Sports

Malala Yousafzai calls for FIFA recognition of Afghanistan’s women’s team

Members of Afghanistan’s women’s football team living in exile in Melbourne received a surprise visit this week from Nobel laureate Malala Yousafzai, who is helping to drive a campaign to get FIFA to recognize the team at an international level.

The team members were thrilled to meet Yousafzai, who traveled to Australia with her husband to watch the FIFA Women’s World Cup.

Speaking to Australia’s public broadcaster SBS, Yousafzai said:
“It is time for FIFA to decide that they are not standing on the Taliban’s side. It is time for FIFA to recognise that they are standing with the women of Afghanistan.”

Team Director and founder Khalida Popal says the players’ wish to represent their country must be respected.

“People from around the world are standing with us. Amazing, fantastic people like Malala and Melbourne Victory (football club), and other people are standing with us. We are hopeful. We are happy that we are not alone in this.”

FIFA says it doesn’t have the right to officially recognise a team unless it is first recognised by the concerned Member Association. However, Yousafzai says the rules should be changed.

“In the end what matters is not the rules and regulations. What matters is that the players are able to play the game. So we have heard enough of the excuses of the rules and regulations.”

Team Captain Fatima Yousufi says for players, who fled Afghanistan when the Taliban took power two-years ago, football is a vital remedy.

“We have been through a lot and we need time to heal. But the thing is football is our medicine. Football is the medicine for our wounds, wounds of war, wounds of the situation of what happened in Afghanistan.”

Exactly two years ago, the women’s team fled the country and were offered a home in Melbourne, Australia.
Since the Taliban takeover, girls and women have been banned from school and work and largely confined to their homes, only allowed to venture out with a male guardian.

In a statement late last month, FIFA stated it “does not have the right to officially recognize any team unless it is first recognized by the concerned Member Association.”

“However, ensuring access to football for both female and male players without discrimination and in safety is a key priority for FIFA,” the statement said. “FIFA is therefore continuing to monitor the situation very closely and remains in close contact with the Afghan Football Federation and other stakeholders with the aim to promote access to football in Afghanistan.”

In turn, Behram Siddiqui, secretary-general of the Afghanistan Football Federation, told CNN last month in an interview that FIFA had contacted the body about the Afghan women’s team and the federation had told them it was against its rules for the women to play through a club.

“Neither can we support nor can we oppose the team if they play.
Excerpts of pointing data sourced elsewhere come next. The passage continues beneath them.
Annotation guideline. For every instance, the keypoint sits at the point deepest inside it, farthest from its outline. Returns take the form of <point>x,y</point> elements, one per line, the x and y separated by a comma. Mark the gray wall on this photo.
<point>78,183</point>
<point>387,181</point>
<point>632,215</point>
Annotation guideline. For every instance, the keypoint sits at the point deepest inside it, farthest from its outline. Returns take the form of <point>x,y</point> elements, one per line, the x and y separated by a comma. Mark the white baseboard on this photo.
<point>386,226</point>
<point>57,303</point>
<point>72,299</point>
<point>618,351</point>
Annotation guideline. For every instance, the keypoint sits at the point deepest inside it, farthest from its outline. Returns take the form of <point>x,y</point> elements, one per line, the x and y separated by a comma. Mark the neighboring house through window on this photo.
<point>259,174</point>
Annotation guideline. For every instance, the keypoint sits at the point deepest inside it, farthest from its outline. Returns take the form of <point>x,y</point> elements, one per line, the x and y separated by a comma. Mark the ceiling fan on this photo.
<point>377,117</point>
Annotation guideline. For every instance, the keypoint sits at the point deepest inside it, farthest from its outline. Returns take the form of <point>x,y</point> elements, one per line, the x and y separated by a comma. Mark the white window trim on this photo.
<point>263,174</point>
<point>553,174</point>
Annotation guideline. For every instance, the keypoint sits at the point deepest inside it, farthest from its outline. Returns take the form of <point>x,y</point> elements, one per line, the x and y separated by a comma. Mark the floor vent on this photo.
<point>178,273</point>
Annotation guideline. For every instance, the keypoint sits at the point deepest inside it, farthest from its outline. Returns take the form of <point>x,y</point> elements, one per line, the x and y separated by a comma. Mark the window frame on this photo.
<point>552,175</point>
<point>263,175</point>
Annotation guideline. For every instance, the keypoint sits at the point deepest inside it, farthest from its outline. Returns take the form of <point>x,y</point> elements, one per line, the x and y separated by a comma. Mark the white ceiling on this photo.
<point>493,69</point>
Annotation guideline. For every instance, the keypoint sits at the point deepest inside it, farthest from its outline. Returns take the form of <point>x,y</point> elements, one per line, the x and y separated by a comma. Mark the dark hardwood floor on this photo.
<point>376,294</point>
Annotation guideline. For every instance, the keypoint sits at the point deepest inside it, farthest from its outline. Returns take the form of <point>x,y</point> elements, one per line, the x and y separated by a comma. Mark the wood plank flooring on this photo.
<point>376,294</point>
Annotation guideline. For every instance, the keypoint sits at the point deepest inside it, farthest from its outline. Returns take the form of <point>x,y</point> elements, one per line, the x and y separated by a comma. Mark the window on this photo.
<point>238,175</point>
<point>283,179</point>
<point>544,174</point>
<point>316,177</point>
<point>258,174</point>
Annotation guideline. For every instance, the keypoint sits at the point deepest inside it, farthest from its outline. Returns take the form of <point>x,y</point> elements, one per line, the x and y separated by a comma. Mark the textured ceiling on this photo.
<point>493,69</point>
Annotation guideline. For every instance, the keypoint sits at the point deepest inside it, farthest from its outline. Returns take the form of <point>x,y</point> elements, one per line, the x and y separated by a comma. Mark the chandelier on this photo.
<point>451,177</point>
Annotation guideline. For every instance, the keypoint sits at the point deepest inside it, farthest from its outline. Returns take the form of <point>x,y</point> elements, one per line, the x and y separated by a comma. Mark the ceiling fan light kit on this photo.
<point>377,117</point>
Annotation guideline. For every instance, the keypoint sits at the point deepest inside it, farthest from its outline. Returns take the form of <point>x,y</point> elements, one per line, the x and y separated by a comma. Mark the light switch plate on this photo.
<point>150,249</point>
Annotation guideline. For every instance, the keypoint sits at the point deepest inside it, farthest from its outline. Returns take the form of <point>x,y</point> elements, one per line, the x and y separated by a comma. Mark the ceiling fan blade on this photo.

Also, if they come through Afghanistan right now, we can’t support them as here the government has some restrictions,” he said.

Gender equality is one of the eight social causes being promoted by the 2023 Women’s World Cup – which wraps up Sunday, August 20.

But Craig Foster, human rights activist and former Socceroo, who played an instrumental role in the team’s evacuation from Afghanistan said recently that FIFA’s own statutes require more than a social campaign.

“They’ve absconded their entire responsibility and put it onto the domestic organization … under FIFA gender equality statutes, there can be no discrimination against women in any member federation in the world. And the greatest discrimination is the prohibition against even playing the game.”

Afghanistan’s women’s team began playing again in Melbourne last year, after local club Melbourne Victory offered to take them in and assigned them a top coach.